Les réseaux cellulaires terrestres ne couvrent que 20% de la planète. Ailleurs, il faut se passer de communications ou recourir à de coûteuses liaisons par satellites. C'est ce qui a motivé l'Agence spatiale européenne (ESA) à lancer en 2020 un ambitieux appel à projets sur des antennes ultra-miniaturisées haute performance.
400 MHz de fréquence avec une antenne de 3 cm d’épaisseur!
Le CEA-Leti et la start-up Kineis, soutenus par le CNES, y ont répondu avec succès, et ont confirmé lors d’une démonstration de plusieurs semaines les promesses de leur technologie.
La demande principale du cahier des charges de l’ESA portait sur la miniaturisation : comment transmettre efficacement un signal radio à une fréquence de 400 MHz avec une antenne de 3 cm d’épaisseur, alors que les lois de la physique requièrent classiquement 37 cm ?
De plus, ces antennes devaient être à « polarisation circulaire », c’est-à-dire avoir la même efficacité de rayonnement, quelle que soit l’orientation de l’objet. Par exemple, un container maritime équipé d’une antenne pour être suivi lors de son transport est soumis au roulis et au tangage, incliné lors de son levage par une grue, etc.
« Les applications avec un support métallique sont nombreuses, donc stratégiques pour Kinéis, mais nuisent à l'efficacité de la plupart des antennes.
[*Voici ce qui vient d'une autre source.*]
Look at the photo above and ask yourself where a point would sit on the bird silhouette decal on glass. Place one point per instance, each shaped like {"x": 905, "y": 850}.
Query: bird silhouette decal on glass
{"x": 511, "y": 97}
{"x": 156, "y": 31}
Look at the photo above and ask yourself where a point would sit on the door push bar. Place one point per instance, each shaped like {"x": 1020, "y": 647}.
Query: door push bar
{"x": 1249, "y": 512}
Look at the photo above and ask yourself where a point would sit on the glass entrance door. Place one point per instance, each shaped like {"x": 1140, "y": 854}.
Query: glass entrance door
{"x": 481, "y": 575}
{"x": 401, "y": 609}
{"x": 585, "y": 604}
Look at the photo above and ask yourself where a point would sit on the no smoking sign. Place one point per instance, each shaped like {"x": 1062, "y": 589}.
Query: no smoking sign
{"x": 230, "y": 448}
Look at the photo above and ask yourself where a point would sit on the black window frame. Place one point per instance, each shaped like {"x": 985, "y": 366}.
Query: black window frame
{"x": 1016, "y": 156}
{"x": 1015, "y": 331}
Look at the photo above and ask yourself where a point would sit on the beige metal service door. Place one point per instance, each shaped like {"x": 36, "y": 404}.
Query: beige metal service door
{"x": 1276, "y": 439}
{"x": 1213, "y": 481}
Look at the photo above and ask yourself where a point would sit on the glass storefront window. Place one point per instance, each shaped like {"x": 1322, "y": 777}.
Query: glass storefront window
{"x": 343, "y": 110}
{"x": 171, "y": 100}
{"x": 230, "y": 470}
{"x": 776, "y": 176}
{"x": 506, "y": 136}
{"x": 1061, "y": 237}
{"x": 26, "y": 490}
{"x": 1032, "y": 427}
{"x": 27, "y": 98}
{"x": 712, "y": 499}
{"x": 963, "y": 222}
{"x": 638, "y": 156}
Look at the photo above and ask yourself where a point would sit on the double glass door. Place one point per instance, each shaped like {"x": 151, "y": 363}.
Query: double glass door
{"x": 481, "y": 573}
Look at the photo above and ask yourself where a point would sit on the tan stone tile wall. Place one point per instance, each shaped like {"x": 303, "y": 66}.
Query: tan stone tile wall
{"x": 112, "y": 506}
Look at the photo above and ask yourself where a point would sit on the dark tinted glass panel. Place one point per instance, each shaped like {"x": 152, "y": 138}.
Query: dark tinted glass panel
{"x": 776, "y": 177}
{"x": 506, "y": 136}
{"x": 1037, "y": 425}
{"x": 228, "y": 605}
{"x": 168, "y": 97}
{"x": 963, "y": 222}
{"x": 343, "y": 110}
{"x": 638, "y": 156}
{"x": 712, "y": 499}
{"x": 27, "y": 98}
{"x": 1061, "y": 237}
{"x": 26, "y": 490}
La proposition du CEA-Leti apporte une solution performante pour ces conditions exigeantes ». ajoute Vincent Gamonal Ingénieur test, validation, certification chez Kinéis.
Des microantennes pilotées électroniquement
« Nous avons répondu à ces deux exigences grâce à notre expertise en miniaturisation d’éléments rayonnants, décrit Serge Bories, chef de projet au CEA-Leti. Notre antenne de 3 cm est en réalité un microréseau d’antennes encore plus petites, entre lesquelles la distribution des courants de radiofréquences est pilotée par couplage capacitif. »
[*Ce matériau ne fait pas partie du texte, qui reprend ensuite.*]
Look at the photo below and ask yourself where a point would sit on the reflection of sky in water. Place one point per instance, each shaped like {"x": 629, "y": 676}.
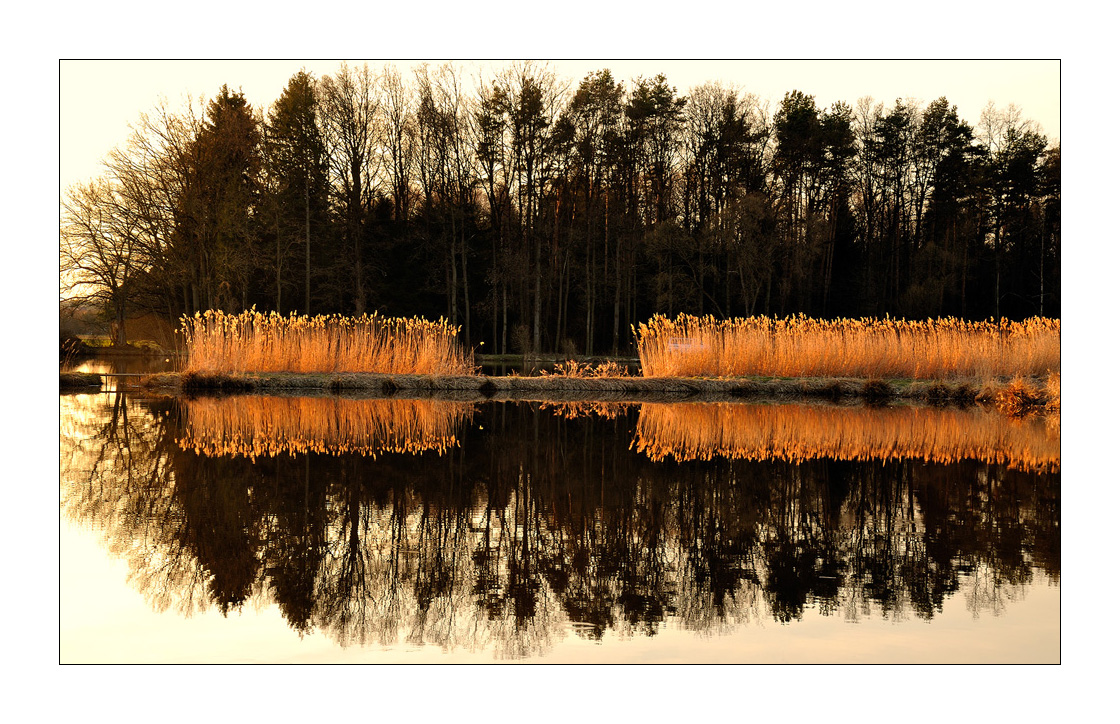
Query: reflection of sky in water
{"x": 538, "y": 536}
L’antenne permet aussi une émission à 868 MHz sur des réseaux IoT terrestres. « On bascule sur cette fréquence quand l’objet équipé revient dans une zone couverte par le réseau cellulaire terrestre, explique Christophe Delaveaud, chef du laboratoire antennes et propagation du CEA-Leti. La communication est moins coûteuse et moins énergivore. »
60% de messages supplémentaires transmis
La démonstration réalisée courant 2023 dans les locaux toulousains de Kineis a révélé des performances spectaculaires. Malgré la miniaturisation, l’énergie rayonnée est multipliée par 20 par rapport à la meilleure antenne utilisée par Kineis, à consommation du transmetteur radio inchangée !
« Nous avons mesuré une amélioration de 60% du nombre de messages reçus par les satellites de Kinéis, complète Serge Bories : le gain en énergie permet de transmettre des données dans des situations où l’antenne et le satellite ne sont pas en vue directe, par exemple si d’autres objets font partiellement écran. »
Aller plus loin avec un partenaire industriel
« Le développement d'une antenne à polarisation circulaire aussi petite était un challenge énorme ; le prototype du CEA-Leti a atteint l'objectif souhaité. Il reste désormais l'étape de l'industrialisation pour en faire un produit utilisable par nos clients. » indique Vincent Gamonal.
Cette antenne ultra-miniaturisée peut déjà être déployée dans l’agriculture avec la surveillance de troupeaux dans des régions reculées. Pour des usages plus exigeants (transport maritime, défense, agriculture, sécurité des personnes en milieu naturel hostile…), le CEA-Leti est prêt à l’améliorer encore :
« nous voulons la doter d’une boucle de rétroaction qui détectera et corrigera les perturbations éventuelles induites par des objets situés à proximité immédiate » conclut Serge Bories. La porte est donc ouverte à des partenaires industriels.